Following the hoop-la that went on recently about judging ‘lifestyle losers’, diabetes experts have added to the commentary by saying proposals put forward by the group Reform were fundamentally flawed and would cause unnecessary alarm to the country’s growing number of people with diabetes.

DOCTORS specialising in the treatment of diabetes today hit out at a think tank’s call for a reduction in hospital beds nationwide, saying it put cash savings before patient care.

The Association of British Clinical Diabetologists (ABCD) said that the proposals put forward by the group Reform were fundamentally flawed and would cause unnecessary alarm to the country’s growing number of people with diabetes.

Part of the rationale for Reform’s controversial proposals is that many services which are currently provided by hospitals will be able to be provided in the community – and diabetes was identified as one of these.

ABCD, which represents more than 500 specialist diabetes physicians nationwide, said this idea demonstrated a fundamental lack of understanding of diabetes and its management.

Its Honorary Secretary, Dr Ian Gallen, a consultant physician and endocrinologist at Buckinghamshire Hospitals NHS Trust, said: “We do not believe that the care of critically ill emergency patients and those with diabetes coincident with other conditions requiring hospitalisation, can be provided in the community. Any suggestion of cutting hospital beds on these grounds is foolish.

“The hospital specialist diabetes team can provide effective support to improve the quality of inpatient diabetes care, reduce length of stay and diabetes-related morbidity, as well as serving an important role in avoidance of admission in some cases.

“ABCD is concerned that the changes in the care for people with diabetes is being suggested as a driver for reduction in hospital beds. Reform has provided no data to support these changes, and such proposals will alarm people with diabetes with the prospect that they will in the future be unable to access necessary emergency care.”
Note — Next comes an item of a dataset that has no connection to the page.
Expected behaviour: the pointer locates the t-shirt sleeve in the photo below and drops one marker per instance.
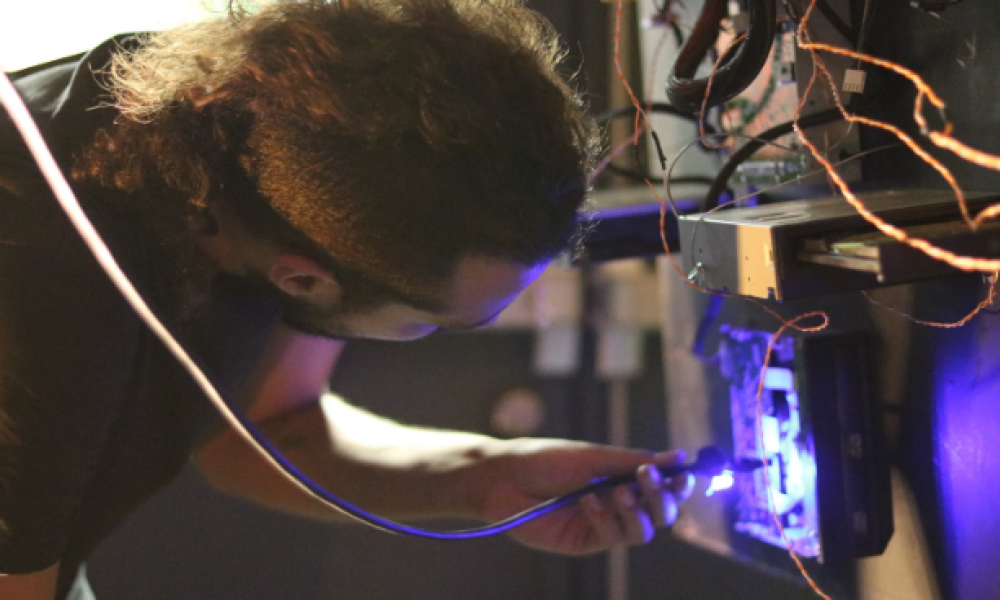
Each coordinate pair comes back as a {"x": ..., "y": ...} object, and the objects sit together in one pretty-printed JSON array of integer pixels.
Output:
[{"x": 65, "y": 339}]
People with diabetes are only in the hospital as a result of either emergencies related to diabetes such as diabetic keto-acidosis, or limb-threatening complications of diabetes, or because diabetes is complicating other acute medical conditions including myocardial infarction, stroke, and infectious respiratory disease.

However, diabetes is an endemic condition in the UK affecting perhaps 5% of the adult population.
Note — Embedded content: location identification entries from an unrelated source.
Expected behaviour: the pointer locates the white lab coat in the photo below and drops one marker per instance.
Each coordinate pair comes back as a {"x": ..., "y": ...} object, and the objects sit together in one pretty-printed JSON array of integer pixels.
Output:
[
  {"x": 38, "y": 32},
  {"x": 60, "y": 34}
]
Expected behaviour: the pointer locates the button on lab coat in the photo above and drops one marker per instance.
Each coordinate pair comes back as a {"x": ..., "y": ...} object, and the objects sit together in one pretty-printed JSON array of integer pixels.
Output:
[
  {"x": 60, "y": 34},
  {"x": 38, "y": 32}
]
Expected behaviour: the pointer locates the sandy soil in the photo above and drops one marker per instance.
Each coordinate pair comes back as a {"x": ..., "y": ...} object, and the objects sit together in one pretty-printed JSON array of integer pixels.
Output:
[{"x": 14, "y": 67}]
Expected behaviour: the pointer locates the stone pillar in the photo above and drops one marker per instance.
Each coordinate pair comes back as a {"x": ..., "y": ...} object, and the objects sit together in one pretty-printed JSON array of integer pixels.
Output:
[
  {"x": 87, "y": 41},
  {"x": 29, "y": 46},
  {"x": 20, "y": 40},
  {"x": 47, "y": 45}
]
The recent national diabetes inpatient audit found that up to 20%  of medical and surgical beds are occupied by people with diabetes. There is abundant evidence that the diabetes care they receive is variable without the support of an inpatient specialist diabetes team.
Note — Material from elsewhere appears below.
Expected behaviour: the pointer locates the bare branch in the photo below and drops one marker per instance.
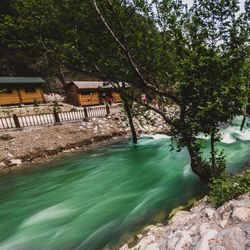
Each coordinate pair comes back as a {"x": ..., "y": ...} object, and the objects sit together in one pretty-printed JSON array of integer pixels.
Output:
[{"x": 143, "y": 83}]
Published research has demonstrated the improved quality of care and reduced length of stay through such input. In addition, data from the National Diabetes Information service shows that without inpatient specialist support, co-morbid diabetes increases the time patients with chest disease and those undergoing surgery need to stay in hospital as well as increasing their likelihood of readmission following discharge.

People with diabetes also receive outpatient care in hospitals. The types of patients who should receive specialist care is outlined in the National Service Framework (NSF) for diabetes, and would typically be for patients with the complications of diabetes such as kidney failure or foot ulceration, for children and young adults, and women with pregnancy complicated by diabetes, and for people with complex treatment for diabetes including insulin pump therapy.

Dr Gallen added: “All primary health care trusts are working with their diabetes networks to ensure that people with diabetes are seen by the most appropriate staff, in the most appropriate setting, and this report adds nothing to this process.”